[PATCH linux dev-4.7 v3 2/2] ARM: dts: Enable checkstop and cooling gpio keys
Joel Stanley
joel at jms.id.au
Fri Apr 21 12:14:17 AEST 2017
Hi Brad,
On Thu, Apr 20, 2017 at 11:54 PM, Brad Bishop
<bradleyb at fuzziesquirrel.com> wrote:
>>> Each gpio will have an application waiting for its state to change. My
>>> concern was waking up x number of applications every time any gpio changes
>>> state. Is that a valid concern?
>>
>> How many applications do we expect to be reading the evdev? What are
>> our expected interrupt rates? What are the worst expected cases?
>
> For Witherspoon/Zaius or any OpenBMC platform? I obviously can’t say for the
> latter case. On a bigger/enterprise systems I can see on the order of 10 to 100
> applications looking at these. I don’t have a good sense of how often.
>
> On Witherspoon/Zaius, sure, we only have a handful of applications and the
> interrupt rate should be very infrequent.
>
> I think you typically see all the gpio keys mapped to a single device because
> the usual thing to do is have a single application (Xorg) treat it like a keyboard.

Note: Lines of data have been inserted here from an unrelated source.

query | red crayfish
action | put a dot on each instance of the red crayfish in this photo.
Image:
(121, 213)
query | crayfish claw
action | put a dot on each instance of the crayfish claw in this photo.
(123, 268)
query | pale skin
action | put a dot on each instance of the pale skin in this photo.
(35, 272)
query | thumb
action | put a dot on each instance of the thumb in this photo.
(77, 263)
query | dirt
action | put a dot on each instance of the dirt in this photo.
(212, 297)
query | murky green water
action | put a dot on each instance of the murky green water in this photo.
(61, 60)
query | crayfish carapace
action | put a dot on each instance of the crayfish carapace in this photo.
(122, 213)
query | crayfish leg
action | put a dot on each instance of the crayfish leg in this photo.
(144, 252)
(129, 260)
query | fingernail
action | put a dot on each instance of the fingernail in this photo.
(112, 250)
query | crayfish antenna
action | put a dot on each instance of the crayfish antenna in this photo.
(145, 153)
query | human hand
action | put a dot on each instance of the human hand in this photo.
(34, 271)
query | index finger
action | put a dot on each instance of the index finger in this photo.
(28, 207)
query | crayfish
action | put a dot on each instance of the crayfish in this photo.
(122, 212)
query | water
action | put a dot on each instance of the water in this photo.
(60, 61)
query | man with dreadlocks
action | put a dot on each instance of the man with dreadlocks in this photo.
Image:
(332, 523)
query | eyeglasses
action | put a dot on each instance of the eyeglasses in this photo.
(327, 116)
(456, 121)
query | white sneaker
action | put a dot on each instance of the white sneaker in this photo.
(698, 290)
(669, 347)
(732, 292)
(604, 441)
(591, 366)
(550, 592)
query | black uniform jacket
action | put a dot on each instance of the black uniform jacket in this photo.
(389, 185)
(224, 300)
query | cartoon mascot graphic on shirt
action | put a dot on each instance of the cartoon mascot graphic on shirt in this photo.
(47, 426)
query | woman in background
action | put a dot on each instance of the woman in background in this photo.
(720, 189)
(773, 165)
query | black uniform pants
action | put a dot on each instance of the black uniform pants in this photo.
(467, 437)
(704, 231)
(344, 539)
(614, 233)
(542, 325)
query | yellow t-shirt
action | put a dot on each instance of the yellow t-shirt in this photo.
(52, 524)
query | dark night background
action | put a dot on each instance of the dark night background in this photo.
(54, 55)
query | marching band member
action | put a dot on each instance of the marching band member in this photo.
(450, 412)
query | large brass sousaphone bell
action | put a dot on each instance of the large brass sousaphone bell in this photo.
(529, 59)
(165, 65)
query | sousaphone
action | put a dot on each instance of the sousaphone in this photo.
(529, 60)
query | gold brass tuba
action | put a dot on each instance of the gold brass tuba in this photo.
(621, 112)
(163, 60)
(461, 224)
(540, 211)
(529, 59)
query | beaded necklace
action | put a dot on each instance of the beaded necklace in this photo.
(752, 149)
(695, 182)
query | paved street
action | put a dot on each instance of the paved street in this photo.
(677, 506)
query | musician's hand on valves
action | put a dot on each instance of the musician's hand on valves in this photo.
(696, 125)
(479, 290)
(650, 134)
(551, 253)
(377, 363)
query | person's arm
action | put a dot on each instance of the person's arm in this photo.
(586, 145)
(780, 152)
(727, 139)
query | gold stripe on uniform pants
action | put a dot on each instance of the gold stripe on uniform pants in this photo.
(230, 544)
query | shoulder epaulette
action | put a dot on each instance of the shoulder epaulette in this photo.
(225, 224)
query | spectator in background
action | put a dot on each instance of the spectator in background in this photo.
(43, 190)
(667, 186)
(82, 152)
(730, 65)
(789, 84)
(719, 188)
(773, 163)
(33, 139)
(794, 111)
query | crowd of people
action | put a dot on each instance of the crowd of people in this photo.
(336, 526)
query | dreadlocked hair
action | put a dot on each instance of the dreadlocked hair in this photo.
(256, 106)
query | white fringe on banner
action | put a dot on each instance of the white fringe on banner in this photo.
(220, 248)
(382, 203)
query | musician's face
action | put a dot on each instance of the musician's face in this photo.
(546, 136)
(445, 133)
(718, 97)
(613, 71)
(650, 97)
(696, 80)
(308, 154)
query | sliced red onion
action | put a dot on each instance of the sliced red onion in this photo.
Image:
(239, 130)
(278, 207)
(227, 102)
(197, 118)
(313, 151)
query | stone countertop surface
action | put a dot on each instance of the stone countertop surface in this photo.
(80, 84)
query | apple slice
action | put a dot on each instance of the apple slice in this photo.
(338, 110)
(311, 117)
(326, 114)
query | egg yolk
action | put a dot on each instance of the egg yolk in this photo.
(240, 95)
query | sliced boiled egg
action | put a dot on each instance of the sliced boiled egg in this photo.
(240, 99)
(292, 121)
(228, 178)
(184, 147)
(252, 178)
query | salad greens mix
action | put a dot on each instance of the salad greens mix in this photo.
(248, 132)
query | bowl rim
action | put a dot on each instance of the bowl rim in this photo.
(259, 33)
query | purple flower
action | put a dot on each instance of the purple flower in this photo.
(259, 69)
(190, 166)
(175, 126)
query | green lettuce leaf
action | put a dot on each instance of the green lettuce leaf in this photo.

I've been following the discussion you've been having. I went to merge
the patches today, but first decided to satisfy myself that this was
the right way to go. I didn't arrive at the same conclusion as you and
Andrew.
The userspace use cases you've presented would be served well by a
single node. We have the flexibility to revisit this decision when
someone builds a machine that has 100 GPIOs they want to monitor; in
addition I think we would revisit the decision to have 100 userspace
programs.
By having separate nodes, you're creating a new instance of the kernel
driver for each node.
The driver, and the binding, is designed to support your use case -
multiple key events generated by the hardware.

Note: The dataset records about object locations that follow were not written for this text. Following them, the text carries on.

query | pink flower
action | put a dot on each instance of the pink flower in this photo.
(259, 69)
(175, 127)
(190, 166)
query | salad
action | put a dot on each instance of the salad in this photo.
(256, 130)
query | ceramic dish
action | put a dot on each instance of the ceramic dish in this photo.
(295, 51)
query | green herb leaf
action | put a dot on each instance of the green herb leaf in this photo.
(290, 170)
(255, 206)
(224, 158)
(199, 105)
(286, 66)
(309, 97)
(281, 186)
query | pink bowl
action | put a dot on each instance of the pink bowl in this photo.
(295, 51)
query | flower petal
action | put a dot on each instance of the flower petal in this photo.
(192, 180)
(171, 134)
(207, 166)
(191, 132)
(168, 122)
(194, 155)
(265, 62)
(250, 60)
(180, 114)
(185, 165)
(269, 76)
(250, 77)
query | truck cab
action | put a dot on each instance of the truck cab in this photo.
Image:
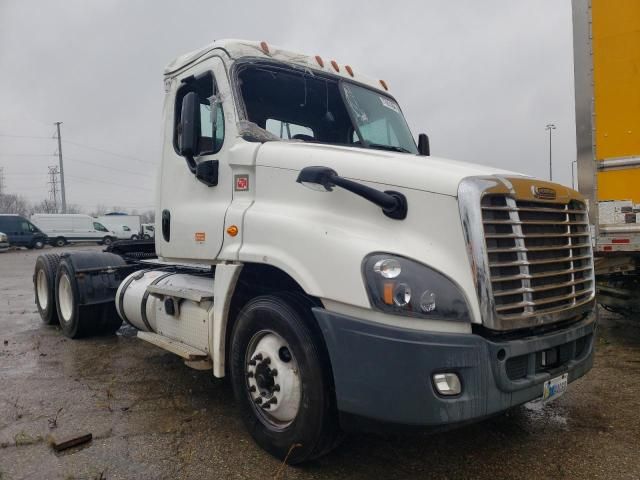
(341, 275)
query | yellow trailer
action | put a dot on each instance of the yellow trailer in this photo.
(607, 88)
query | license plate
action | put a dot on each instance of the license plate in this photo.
(555, 387)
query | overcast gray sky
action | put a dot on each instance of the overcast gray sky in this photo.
(482, 78)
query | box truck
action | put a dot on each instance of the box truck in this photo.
(126, 227)
(309, 248)
(607, 88)
(64, 228)
(21, 232)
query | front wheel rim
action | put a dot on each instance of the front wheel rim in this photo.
(272, 379)
(65, 298)
(42, 287)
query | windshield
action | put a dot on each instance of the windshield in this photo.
(299, 104)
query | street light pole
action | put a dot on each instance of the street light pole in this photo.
(549, 127)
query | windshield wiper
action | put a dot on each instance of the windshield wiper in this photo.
(391, 148)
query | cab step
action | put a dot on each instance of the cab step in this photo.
(181, 349)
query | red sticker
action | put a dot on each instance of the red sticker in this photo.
(242, 183)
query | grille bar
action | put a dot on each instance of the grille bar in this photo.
(539, 255)
(538, 235)
(502, 293)
(555, 273)
(538, 249)
(540, 302)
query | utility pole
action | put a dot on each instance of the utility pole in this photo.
(549, 127)
(53, 190)
(62, 189)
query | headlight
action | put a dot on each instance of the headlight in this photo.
(404, 287)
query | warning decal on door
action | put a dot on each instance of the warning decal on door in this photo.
(242, 183)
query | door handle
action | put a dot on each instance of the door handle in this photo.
(166, 225)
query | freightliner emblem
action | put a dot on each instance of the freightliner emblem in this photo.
(544, 193)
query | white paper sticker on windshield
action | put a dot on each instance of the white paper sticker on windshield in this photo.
(390, 104)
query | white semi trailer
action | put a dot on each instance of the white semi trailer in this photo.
(338, 273)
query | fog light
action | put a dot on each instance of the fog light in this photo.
(447, 383)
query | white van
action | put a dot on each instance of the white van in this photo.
(126, 227)
(71, 228)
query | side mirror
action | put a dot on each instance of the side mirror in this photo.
(393, 204)
(423, 145)
(189, 128)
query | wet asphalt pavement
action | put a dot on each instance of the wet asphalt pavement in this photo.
(152, 417)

Finally, I looked at the other machines in the tree. None of them have
separate gpio-keys nodes
arch/arm/boot/dts/armada-xp-netgear-rn2120.dts:
gpio-keys {
compatible = "gpio-keys";
pinctrl-0 = <&power_button_pin &reset_button_pin>;
pinctrl-names = "default";
power-button {
label = "Power Button";
linux,code = <KEY_POWER>;
gpios = <&gpio0 27 GPIO_ACTIVE_HIGH>;
};
reset-button {
label = "Reset Button";
linux,code = <KEY_RESTART>;
gpios = <&gpio1 9 GPIO_ACTIVE_LOW>;
};
};
arch/arm/boot/dts/at91sam9261ek.dts
gpio_keys {
compatible = "gpio-keys";
button_0 {
label = "button_0";
gpios = <&pioA 27 GPIO_ACTIVE_LOW>;
linux,code = <256>;
wakeup-source;
};
button_1 {
label = "button_1";
gpios = <&pioA 26 GPIO_ACTIVE_LOW>;
linux,code = <257>;
wakeup-source;
};
button_2 {
label = "button_2";
gpios = <&pioA 25 GPIO_ACTIVE_LOW>;
linux,code = <258>;
wakeup-source;
};
button_3 {
label = "button_3";
gpios = <&pioA 24 GPIO_ACTIVE_LOW>;
linux,code = <259>;
wakeup-source;
};
};
Cheers,
Joel
>
> We aren’t structured that way so rethinking the usual approach seems reasonable.

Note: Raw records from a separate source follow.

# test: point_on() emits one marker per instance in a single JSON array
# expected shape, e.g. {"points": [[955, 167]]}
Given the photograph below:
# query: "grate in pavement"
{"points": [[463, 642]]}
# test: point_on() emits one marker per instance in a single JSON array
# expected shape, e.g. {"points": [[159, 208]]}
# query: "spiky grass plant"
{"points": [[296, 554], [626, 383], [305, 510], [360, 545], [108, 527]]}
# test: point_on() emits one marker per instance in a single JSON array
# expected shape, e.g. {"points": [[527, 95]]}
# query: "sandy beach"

> Another reason I went for per gpio devices because it prevents applications from
> reacting to each others events without any special library code.
>
> I’m not saying there aren’t disadvantages to this approach - I just don’t know what
> they are?
>
>>
>> It's hard to judge without knowing the numbers, but considering the
>> chips we run on I agree we should generally favour performance if
>> design is getting in the way. But to make that trade off we should be
>
> Again, what exactly is being traded-off ?
>
>> clear on the performance numbers.